Last July, I wrote this here about a particular entry in Wikipedia. The point was that for me, the greatest value of Wikipedia -- this freely editable, constantly updated work -- is not so much the knowledge contained in it, but what it says about the ways of the world.
It's good to find that the particular entry I referred to in that July piece is now much more comprehensive and useful than it was at that time. But in the meantime, there's another Wikipedia entry that's, again, worth a look.
Yes, I've just stumbled on the Wikipedia entry for IIPM.

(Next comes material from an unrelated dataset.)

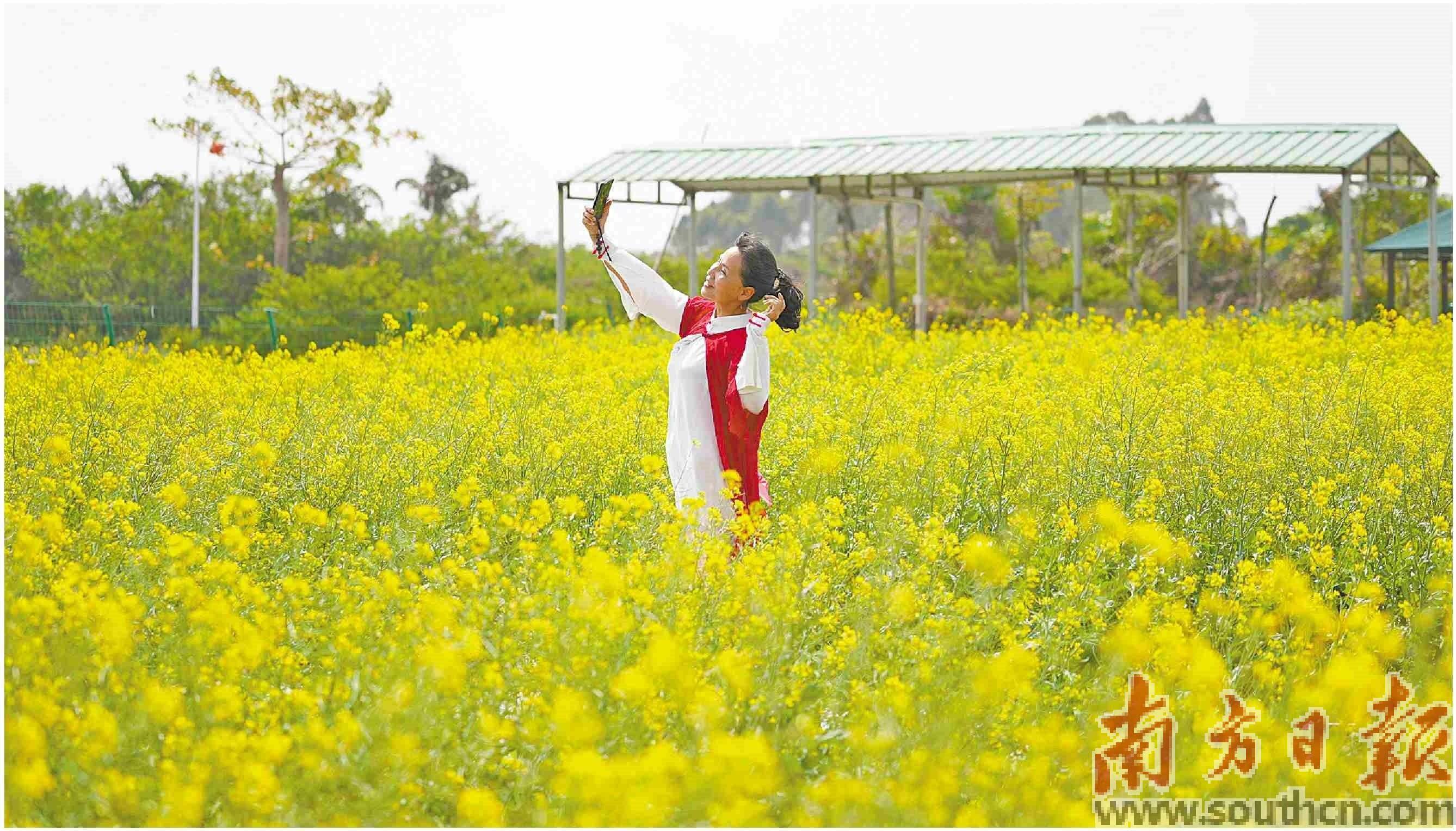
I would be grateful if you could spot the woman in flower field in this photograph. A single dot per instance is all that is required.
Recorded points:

And it turns out that this is the latest weapon in the ongoing war against IIPM, a war in which I too struck a small blow. If you watch the entry, you'll see it evolving all the time, and don't miss the discussions about this evolution either.
After that July piece, someone wrote to tell me that Wikipedia is "rock-solid" and "authoritative." Well, good. But when it is explicitly turned into a weapon in a Web battle, when the whole tone of this entry -- despite the use of words like "claims" and "alleged" -- is critical of IIPM, I'm reminded of what I said was Wikipedia's greatest value to me. Not the knowledge contained in it, but what it says about the ways of the world.
So yes, for that reason it is invariably fascinating to read Wikipedia. But no, when I want authoritative or rock-solid information about something, I'll be looking elsewhere.
That's one fallout of using Wikipedia as a weapon.